Le quartier Las Palmas se trouvait au
nord-ouest de Nouakchott, à l’est de la route menant à Nouadibhou,
la grande ville du nord. Ira Medavoy conduisait lui-même, Malko à
côté de lui.
Ils arrivèrent à un grand rond-point, là où
la route croisait l’avenue Nasser.
– C’est le rond-point Nouadibhou, expliqua
l’Américain. Vous ne pouvez pas le rater en arrivant de Nasser.
Voilà, on continue. Vous voyez sur la droite « Salam
Transport ».
Cela non plus, on ne pouvait pas le
rater : un immense entrepôt portant une inscription en rouge
avec des lettres d’un mètre de haut.
– Dans cinquante mètres, nous tournons à
droite, annonça l’Américain.
C’était un chemin sablonneux, bordé de
quelques maisons et de terrains vagues. Ira Medavoy désigna à
Malko, sur leur gauche, une grande villa entourée d’un mur assez
bas. Un seul étage, des barreaux aux fenêtres, le toit plat, avec
une sorte de tour rectangulaire, sur sa gauche.
Ils ralentirent, passant devant un portail
peint en vert.
– On entre par là, expliqua le chef de
Station. On peut garer les voitures derrière la maison, là où elles
ne sont pas visibles du chemin.
Ils continuèrent, passant ensuite devant un
terrain vague puis deux autres maisons plus petites. En face, un
vieux berger faisait paître des moutons sous l’œil avachi d’un
chameau agenouillé. Il ne leva même pas la tête lorsqu’ils
passèrent devant lui.
– Le quartier est calme, conclut l’Américain.

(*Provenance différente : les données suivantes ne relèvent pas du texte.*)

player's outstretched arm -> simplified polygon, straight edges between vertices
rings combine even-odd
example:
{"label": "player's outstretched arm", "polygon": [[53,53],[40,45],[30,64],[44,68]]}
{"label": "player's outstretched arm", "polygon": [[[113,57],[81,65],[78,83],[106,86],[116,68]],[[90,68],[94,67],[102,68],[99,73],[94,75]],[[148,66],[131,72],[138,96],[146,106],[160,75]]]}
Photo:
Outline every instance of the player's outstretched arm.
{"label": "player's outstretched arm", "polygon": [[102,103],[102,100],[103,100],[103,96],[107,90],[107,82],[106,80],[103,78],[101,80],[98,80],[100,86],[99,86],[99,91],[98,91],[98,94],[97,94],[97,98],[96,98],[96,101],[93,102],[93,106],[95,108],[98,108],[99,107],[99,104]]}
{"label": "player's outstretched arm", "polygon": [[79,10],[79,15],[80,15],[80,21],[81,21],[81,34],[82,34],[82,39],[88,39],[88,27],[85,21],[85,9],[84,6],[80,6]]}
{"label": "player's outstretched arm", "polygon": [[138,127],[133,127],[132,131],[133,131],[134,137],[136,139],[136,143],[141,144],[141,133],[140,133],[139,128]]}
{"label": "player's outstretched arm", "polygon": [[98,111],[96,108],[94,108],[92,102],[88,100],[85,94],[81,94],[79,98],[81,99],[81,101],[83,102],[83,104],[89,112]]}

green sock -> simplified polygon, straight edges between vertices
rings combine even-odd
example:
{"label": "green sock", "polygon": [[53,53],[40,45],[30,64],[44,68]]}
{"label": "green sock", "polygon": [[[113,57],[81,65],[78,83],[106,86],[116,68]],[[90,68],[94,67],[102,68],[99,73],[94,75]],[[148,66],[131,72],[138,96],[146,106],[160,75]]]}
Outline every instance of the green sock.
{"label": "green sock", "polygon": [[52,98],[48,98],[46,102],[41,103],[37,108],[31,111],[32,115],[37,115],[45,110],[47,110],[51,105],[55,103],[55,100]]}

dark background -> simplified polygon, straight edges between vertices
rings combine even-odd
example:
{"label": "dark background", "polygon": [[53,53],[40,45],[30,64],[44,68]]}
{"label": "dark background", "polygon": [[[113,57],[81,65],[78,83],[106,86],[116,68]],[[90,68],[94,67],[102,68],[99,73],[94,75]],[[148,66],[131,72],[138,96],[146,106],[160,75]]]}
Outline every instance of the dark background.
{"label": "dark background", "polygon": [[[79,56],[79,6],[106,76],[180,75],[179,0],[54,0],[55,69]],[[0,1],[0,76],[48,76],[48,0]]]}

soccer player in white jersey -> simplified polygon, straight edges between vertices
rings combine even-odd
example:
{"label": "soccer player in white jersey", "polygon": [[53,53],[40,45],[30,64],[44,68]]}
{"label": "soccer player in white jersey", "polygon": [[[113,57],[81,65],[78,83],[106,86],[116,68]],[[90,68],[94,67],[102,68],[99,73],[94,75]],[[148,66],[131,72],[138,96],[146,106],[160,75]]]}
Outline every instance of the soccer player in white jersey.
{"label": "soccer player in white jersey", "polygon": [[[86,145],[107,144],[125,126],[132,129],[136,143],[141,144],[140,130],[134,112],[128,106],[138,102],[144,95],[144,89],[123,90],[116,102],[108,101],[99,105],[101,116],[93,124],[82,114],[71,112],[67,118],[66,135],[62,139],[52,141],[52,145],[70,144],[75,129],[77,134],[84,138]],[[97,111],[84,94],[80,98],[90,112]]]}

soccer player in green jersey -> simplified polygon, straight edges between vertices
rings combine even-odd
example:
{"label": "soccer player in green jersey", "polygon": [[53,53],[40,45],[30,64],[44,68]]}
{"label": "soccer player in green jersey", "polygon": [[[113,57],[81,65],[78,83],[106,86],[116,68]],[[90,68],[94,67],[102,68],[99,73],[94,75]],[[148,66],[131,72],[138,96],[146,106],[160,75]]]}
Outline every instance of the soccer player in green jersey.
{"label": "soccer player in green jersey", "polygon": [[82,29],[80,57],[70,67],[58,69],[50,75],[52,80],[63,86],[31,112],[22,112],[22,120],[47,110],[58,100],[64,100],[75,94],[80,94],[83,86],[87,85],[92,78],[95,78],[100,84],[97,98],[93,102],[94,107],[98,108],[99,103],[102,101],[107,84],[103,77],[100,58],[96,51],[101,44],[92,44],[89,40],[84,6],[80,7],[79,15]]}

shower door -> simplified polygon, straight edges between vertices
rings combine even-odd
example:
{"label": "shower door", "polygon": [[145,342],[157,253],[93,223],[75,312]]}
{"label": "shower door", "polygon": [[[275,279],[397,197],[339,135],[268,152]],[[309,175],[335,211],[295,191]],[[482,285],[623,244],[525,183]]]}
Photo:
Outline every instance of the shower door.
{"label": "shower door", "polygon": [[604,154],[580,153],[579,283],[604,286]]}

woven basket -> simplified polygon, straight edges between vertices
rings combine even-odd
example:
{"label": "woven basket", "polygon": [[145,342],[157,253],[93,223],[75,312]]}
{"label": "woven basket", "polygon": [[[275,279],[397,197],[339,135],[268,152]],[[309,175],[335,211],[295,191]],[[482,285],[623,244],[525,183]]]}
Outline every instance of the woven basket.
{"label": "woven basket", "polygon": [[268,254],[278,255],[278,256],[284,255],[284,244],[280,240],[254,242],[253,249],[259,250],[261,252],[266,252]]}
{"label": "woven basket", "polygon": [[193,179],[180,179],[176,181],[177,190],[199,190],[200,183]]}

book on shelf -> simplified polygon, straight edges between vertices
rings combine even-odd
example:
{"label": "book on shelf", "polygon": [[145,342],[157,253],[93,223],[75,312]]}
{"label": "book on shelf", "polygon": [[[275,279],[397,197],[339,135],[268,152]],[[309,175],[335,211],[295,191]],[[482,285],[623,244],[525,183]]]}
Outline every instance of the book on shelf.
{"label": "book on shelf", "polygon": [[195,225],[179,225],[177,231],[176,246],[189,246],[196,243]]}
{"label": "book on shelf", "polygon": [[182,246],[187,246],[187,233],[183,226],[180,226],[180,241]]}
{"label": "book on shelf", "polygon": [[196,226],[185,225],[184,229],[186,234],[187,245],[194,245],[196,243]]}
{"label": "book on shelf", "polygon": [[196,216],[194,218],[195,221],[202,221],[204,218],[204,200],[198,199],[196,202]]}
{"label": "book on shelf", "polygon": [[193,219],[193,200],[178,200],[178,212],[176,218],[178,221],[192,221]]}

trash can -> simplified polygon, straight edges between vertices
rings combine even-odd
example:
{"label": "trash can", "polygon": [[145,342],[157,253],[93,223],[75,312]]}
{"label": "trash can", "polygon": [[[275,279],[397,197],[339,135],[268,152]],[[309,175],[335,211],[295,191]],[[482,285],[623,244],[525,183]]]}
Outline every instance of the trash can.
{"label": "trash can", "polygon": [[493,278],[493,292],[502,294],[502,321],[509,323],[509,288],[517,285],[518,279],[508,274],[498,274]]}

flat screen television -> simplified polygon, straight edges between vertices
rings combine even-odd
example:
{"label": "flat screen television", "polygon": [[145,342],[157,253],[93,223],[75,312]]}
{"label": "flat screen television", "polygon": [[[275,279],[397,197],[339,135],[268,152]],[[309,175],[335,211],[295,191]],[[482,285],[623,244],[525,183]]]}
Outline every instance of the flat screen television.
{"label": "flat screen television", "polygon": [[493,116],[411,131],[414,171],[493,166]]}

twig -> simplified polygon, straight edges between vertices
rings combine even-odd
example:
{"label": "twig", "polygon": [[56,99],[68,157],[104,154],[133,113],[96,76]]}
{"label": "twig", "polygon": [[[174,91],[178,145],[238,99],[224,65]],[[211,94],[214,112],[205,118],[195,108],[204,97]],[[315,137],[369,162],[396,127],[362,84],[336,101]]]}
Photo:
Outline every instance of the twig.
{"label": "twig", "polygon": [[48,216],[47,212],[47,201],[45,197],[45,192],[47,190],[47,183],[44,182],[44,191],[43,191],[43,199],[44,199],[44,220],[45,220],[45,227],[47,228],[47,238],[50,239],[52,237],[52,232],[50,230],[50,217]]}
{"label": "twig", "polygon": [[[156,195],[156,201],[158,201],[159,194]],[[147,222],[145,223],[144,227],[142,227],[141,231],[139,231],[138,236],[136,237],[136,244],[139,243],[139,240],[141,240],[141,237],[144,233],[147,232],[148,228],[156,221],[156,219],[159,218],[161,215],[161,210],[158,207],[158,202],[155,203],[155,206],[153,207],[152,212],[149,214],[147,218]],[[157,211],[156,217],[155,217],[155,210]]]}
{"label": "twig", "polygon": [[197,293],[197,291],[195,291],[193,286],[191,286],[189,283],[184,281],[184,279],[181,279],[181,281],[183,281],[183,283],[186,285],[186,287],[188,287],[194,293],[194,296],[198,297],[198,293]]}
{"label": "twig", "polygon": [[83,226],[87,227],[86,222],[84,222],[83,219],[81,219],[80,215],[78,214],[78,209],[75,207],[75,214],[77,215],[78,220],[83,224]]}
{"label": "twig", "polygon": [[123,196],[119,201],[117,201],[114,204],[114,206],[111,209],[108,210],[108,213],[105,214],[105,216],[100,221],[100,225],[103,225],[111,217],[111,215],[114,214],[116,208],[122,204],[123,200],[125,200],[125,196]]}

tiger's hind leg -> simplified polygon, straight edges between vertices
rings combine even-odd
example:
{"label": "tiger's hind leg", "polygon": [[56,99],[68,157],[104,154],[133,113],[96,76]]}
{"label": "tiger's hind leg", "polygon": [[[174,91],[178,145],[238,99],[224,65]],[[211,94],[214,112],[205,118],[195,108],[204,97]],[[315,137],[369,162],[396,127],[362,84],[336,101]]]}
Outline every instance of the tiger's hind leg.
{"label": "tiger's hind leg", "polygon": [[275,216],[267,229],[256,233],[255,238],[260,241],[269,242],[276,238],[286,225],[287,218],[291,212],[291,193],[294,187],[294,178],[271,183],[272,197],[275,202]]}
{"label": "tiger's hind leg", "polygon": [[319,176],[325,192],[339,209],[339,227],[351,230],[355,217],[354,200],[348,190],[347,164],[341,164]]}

Vous retrouverez votre chemin ?
– Je pense que oui.
Ils firent demi-tour, au bout, sur un
rond-point au sol défoncé. Malko se dit que le compte à rebours
était bien entamé. Et que les plus grands risques étaient encore
devant lui.
Il restait à verrouiller les modalités de
l’échange des otages.

Il connaissait le chemin. Après avoir garé sa
Land Cruiser le long du mur de la mosquée, il poussa la porte de la
cour et se dirigea vers le bâtiment où Anouar Ould Haiba
officiait.
Sans rien demander à personne.
Une voix douce cria quelque chose en arabe
lorsqu’il frappa à la porte du bureau.
Anouar Ould Haiba posa le document qu’il
lisait en voyant Malko et blêmit.
Son regard dérapa et il eut un geste de
défense lorsque son visiteur s’approcha du bureau.

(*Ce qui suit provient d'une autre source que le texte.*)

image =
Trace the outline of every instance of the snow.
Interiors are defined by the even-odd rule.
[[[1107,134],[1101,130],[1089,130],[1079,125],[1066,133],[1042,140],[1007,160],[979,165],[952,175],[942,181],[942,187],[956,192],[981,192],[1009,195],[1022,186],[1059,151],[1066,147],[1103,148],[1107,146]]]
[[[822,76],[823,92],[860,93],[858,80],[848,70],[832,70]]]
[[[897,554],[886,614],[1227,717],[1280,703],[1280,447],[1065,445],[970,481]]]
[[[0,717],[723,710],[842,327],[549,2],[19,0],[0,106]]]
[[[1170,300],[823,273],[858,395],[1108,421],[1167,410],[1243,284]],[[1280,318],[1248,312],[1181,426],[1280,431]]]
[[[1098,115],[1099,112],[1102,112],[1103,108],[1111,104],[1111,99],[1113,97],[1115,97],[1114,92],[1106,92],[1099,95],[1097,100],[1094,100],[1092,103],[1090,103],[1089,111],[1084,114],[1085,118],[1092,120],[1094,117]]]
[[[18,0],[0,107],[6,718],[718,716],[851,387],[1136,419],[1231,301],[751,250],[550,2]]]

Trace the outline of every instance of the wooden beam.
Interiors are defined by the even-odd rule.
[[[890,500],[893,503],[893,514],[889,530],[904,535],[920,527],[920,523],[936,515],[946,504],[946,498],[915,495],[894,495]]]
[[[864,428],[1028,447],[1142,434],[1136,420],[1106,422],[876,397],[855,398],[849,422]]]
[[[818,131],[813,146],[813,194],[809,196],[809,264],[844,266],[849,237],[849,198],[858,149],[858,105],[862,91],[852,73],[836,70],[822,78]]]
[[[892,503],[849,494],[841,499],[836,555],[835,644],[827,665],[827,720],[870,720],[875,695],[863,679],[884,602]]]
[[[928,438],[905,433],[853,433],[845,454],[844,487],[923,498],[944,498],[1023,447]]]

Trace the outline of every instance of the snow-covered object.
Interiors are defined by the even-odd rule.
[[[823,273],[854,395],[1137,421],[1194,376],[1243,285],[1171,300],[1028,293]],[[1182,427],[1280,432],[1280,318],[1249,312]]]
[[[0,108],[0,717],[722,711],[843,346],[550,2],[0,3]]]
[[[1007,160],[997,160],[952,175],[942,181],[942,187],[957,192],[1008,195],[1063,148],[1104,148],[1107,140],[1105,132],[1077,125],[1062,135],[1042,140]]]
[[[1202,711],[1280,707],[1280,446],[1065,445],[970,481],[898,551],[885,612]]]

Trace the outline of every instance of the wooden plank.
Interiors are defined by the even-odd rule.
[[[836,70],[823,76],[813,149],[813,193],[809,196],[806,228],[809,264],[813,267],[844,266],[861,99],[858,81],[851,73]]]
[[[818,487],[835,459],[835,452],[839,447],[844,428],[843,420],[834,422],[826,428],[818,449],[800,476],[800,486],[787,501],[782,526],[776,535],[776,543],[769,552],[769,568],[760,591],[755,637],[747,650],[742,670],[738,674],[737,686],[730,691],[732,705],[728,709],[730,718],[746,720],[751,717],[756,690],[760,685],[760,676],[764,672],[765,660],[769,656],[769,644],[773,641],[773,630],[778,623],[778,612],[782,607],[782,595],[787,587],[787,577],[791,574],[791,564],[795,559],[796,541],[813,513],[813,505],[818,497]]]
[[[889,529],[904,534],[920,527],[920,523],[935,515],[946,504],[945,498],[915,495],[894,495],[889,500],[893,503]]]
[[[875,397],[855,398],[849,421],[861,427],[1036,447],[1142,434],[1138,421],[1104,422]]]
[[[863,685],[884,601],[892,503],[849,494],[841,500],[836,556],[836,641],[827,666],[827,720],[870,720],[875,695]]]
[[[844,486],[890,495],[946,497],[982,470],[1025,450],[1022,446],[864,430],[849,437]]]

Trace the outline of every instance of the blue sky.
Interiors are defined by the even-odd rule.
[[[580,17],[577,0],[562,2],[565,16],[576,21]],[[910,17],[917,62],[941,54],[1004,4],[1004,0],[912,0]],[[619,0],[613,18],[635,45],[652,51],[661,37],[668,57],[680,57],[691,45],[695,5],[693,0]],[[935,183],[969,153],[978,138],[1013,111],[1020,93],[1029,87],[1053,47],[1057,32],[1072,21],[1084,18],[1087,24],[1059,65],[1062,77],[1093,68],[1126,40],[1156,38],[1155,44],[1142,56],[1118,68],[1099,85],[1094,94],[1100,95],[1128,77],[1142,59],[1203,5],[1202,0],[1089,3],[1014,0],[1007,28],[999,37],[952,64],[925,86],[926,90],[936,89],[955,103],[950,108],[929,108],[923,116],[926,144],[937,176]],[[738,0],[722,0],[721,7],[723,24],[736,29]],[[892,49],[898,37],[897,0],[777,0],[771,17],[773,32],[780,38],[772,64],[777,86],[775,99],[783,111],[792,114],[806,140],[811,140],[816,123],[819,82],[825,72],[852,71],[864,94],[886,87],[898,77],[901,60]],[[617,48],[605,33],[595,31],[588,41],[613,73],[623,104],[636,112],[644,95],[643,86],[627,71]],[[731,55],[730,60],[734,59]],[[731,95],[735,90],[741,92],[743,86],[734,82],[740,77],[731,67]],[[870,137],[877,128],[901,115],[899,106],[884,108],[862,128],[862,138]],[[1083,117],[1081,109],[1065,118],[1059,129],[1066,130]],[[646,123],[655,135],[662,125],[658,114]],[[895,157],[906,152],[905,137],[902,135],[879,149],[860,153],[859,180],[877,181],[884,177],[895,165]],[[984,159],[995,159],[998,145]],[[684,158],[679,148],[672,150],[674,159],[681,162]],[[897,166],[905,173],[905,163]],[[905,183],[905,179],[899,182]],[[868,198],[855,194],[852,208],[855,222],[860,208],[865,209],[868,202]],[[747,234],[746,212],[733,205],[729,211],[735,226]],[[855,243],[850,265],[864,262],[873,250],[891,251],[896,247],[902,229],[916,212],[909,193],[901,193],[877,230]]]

– Vous avez peur ? demanda Malko.
Anouar Ould Haiba baissa la voix.
– Vous l’avez tué...
– Comment le savez-vous ?
– Je le sais.
– Il est mort, conclut Malko. Cela devrait
vous rassurer. Il ne vous dénoncera pas. Je ne suis pas venu pour
vous parler de lui.
Le petit Mauritanien se détendit d’un
coup.
– Pourquoi, alors ?
– Je veux mettre au point l’échange des
otages.
Anouar Ould Haiba se figea.
– Ils sont libres ?
– Non, mais si tout se passe bien, ils le
seront bientôt. Je suppose que Abu Zeid a prévu un mode opératoire
pour procéder à l’échange.
– Oui, confirma Anouar Ould Haiba. Il doit se
faire très loin d’ici, dans la zone du parallèle zéro, en plein
désert. Vous viendrez avec les trois otages Mudjahiddin et lui avec
les Américains.
– Comment vais-je communiquer avec
lui ?
Le Mauritanien ouvrit un tiroir et en sortit
un papier.
– Vous avez de quoi noter ?
Malko sortit son pad.
– Voici le numéro du Thuraya que vous devrez
joindre lorsque tout sera prêt pour l’échange. 8881650 682 505.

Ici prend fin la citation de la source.